We frequently see discussions of the relationship between culture and strategy, including observations that if strategy is about capability, culture is about suitability. But the relationship between capability and strategy gets less attention - despite the fact that it’s vital to the long-term success and survival of any organisation.
A recent article in Harvard Business Review made a convincing argument for the case that any business strategy will fail if the capabilities it required to deliver are not identified. (Your Strategy Won’t Work If You Don’t Identify the New Capabilities You Need, Ron Ashkenas and Logan Chandler, HBR November 2017).
The authors identify the key problem with many business strategies, which is that while they do an efficient job of identifying what the organisation should do differently, they rarely provide any clues about how the organisation might build the knowledge and skills required to achieve this change. If these capabilities are missing, the most insightful strategy is not going to succeed.

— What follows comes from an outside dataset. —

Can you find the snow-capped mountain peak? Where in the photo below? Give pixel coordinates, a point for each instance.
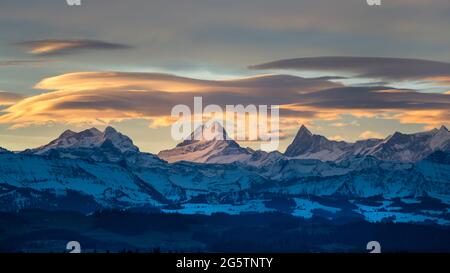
(89, 138)
(205, 132)
(207, 144)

New outcomes will need new capabilities
Strategic plans nearly always point forward, to changes or different ways of achieving outcomes. Since different outcomes will need to be achieved through the organisation having different capabilities, almost any strategic plan is actually going to require a transformation in what the organisation can do. Yet this is rarely considered, even as the strategy is adopted and finds its way into organisational plans.
Strategic planners need to consult capability managers
In part, this is because capability management is usually located in a different part of the organisation from strategic planning, with little communication between the people managing these functions. Yet if ever two parts of a business or enterprise needed to talk to each other, these two do.
The developer of the strategy may have little knowledge of what capabilities are required to deliver it. The Capability Manager has a very good idea, and also knows whether those abilities are present in the organisation, and if they are not, how much effort will need to be put into developing them. Yet they are rarely consulted at the draft strategy stage when their input would be most useful.
For that reason, capability managers who are looking at the possibility of a new role, need to assess the job description in terms of whether they will be included in the conversations that count. These are the discussions that take place before a corporate strategy is finalised; an organisation that only sees a role for capability input once the strategy has been approved is one that is going to be hard for a capability manager to succeed in.
Obviously, a competent manager knows that working with stakeholders is key to being effective. But if the organisation has already closed down the routes you could use to influence outcomes, good stakeholder relationships may not help. Part of the problem is that in the past, strategic capability was defined according to somewhat narrow and accountancy-based formulae. So working capital, cash, company assets and intellectual property were all seen as part of functional capability.
People, unfortunately, were often left out. However, this has had to change because of the growth of the modern high-tech business whose main asset is the capability of its people. You can bet that a strategy meeting at Google or Apple doesn’t ignore what kind of capabilities will be needed to deliver the strategy.
Culture, strategy and capability are the three forces that drive successful businesses today. Executives who ignore this triumvirate, are putting not just the organisation’s growth, but possibly its very survival, at risk.